Gordon’s US Patent model for a platen job press mounted on the base of the case made by GPO carpenters. (GPO)

On Wednesday, March 15, 2017, Frank Romano, President of the Museum of Printing in Haverhill, Massachusetts, visited the Government Publishing Office in Washington to transport an 1874 U.S patent model of a platen printing press which GPO is lending to the museum. APHA’s Chesapeake Chapter sponsored a “going-away party” in GPO’s Visitor Center at which GPO Director Davita Vance-Cooks and Deputy Director James Bradley formally turned over the model to Romano. The model was prepared for transport to the museum by cabinetmaker John Beckel of the GPO Carpenter Shop, who constructed a specially fitted case for the model to travel in. 

Between 1790 and 1880, the U.S. Patent Office required all applications to include a functional model as an illustration. Models were originally displayed in an exhibition space in the Patent Office. The requirement was abandoned in 1880. A fire in the late 1870s claimed a great many of the models, and in 1925 most of the remaining collection was sold to a single buyer, who intended to establish a museum, but failed to do so. Many of those remaining models found their way into the market, and the model for patent 148050 eventually found its way to GPO.

The inventor, George Phineas Gordon, had developed the first practical platen job press in the 1850s, but despite his patents other manufacturers widely copied it. His application for a patent for an improved press in 1874 was an attempt to control that infringement. Gordon was a Spiritualist who reported that Benjamin Franklin had come to him in a dream with the inspiration for the platen press, which he initially named the “Franklin.”

GPO used many platen job presses over its history. Inventories  from the early twentieth century show 15 to 20 platen presses in use in the job shop alone. When GPO’s shift to offset printing became complete in the 1980s, the last of the platen presses edged into GPO history.

The Museum of Printing maintains a large collection of printing and binding artifacts in its new facility in Haverhill, Massachusetts.
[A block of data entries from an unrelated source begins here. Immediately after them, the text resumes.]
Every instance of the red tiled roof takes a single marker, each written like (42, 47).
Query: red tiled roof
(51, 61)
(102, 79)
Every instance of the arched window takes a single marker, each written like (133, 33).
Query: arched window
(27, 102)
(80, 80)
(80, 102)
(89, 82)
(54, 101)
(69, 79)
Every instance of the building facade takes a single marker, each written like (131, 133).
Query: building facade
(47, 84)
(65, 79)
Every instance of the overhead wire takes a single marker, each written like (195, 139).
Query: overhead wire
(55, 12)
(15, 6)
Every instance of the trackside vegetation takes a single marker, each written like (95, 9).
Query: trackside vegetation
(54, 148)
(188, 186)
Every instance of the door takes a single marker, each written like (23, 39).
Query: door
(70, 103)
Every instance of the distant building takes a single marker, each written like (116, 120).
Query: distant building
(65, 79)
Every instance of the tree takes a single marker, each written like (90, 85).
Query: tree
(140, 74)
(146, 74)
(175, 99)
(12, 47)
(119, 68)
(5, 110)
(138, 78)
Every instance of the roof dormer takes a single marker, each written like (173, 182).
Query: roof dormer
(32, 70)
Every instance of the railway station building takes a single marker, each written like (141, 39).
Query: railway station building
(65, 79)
The model of the Gordon press will be displayed alongside a painting of Gordon at work on his invention, commissioned from artist Robert A. Thom by the Kimberly-Clark Corp., in a series “Graphic Communications Through the Ages.”  

Robert A. Thom, “George P. Gordon and the Platen Press”, oil on canvas, 33 × 25 inches, Kimberly Clark Graphic Communications Through the Ages Series, ca. 1960.

Comments

  1. A little clarification: The original Robert A. Thom paintings in the Kimberly Clark Graphic Communications Through the Ages series are in the Cary Collection at RIT. and the link above takes you to information about the series. The Museum of Printing holds reproductions.

  2. Stephen P. Ruggles developed the first practical platen press.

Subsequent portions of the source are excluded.